Journalisme onirique et pléonasmes

Au jour d’aujourd’hui, je décide de rédiger par écrit mon plus mauvais cauchemar : considérez cela comme un cadeau gratuit de ma part. Il s’agit d’un rêve impliquant Nadine Morano, des tortues géniales et géantes, un lance-porcs géant et d’autres choses encore. Ma principale priorité ici sera de vous décrire le plus fidèlement possible le rêve en question, ce hasard imprévu de mon subconscient qui a divagué tant et si bien qu’il a mis en commun ces divers protagonistes qui, dans la vie de tous les jours, ne sont par malheur jamais traités ensemble – même dans les médias d’information en continu. Je ne me livrerai ici, toutefois, qu’à un bref résumé de ce rêve.

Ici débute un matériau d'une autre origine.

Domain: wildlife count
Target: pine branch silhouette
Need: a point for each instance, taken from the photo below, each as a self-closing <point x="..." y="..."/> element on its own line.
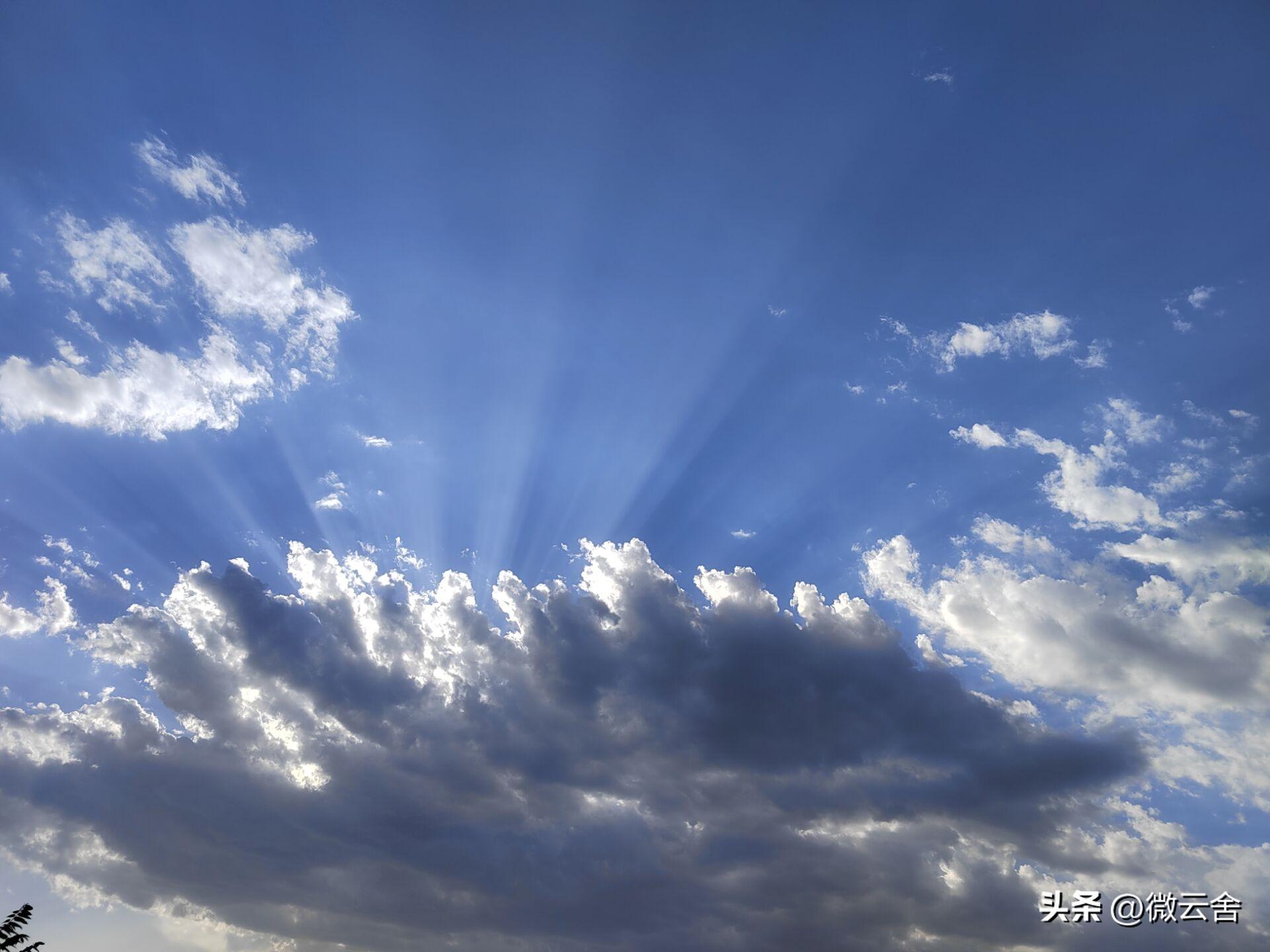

Dans mon rêve donc, que je soumets aux lacaniens, jungiens et freudiens, Nadine Morano ne marchait pas à pied, mais chevauchait une immense tortue en rase campagne. Elle était encore plus rouge que d’habitude, bien mal fagotée et portait une fausse perruque. Les orteils de ses pieds bien mis à l’étrier, elle vociférait des menaces aux alentours munie, dans sa main gauche, d’une sorte de lance-patates géant qui, en vérité, ne servait pas à balancer de simples pommes de terre, mais des petits porcinets. Il me semblait la voir de mes propres yeux aussi distinctement que si je ne rêvais pas. À un certain moment donné, je crus même avoir la preuve probante que j’étais en état de veille. Puis, me rappelant les paroles de Descartes – « j’ai ici à considérer que je suis homme, et par conséquent que j’ai coutume de dormir, et de me représenter en mes songes les mêmes choses, ou quelquefois de moins vraisemblables, que ces insensés lorsqu’ils veillent. Combien de fois m’est-il arrivé de songer la nuit que j’étais en ce lieu, que j’étais habillé, que j’étais auprès du feu, quoique je fusse tout nu dedans mon lit ! »[1] – je m’apaisais et me convainquais de mon état de songe. Son attitude, cependant, me plongeait dans le mutisme le plus total : pourquoi chevauchait-elle cette tortue géante ? Pourquoi balançait-elle des petits porcinets avec son patator ? Et pourquoi vociférait-elle des mots incompréhensibles en criant aussi fort ?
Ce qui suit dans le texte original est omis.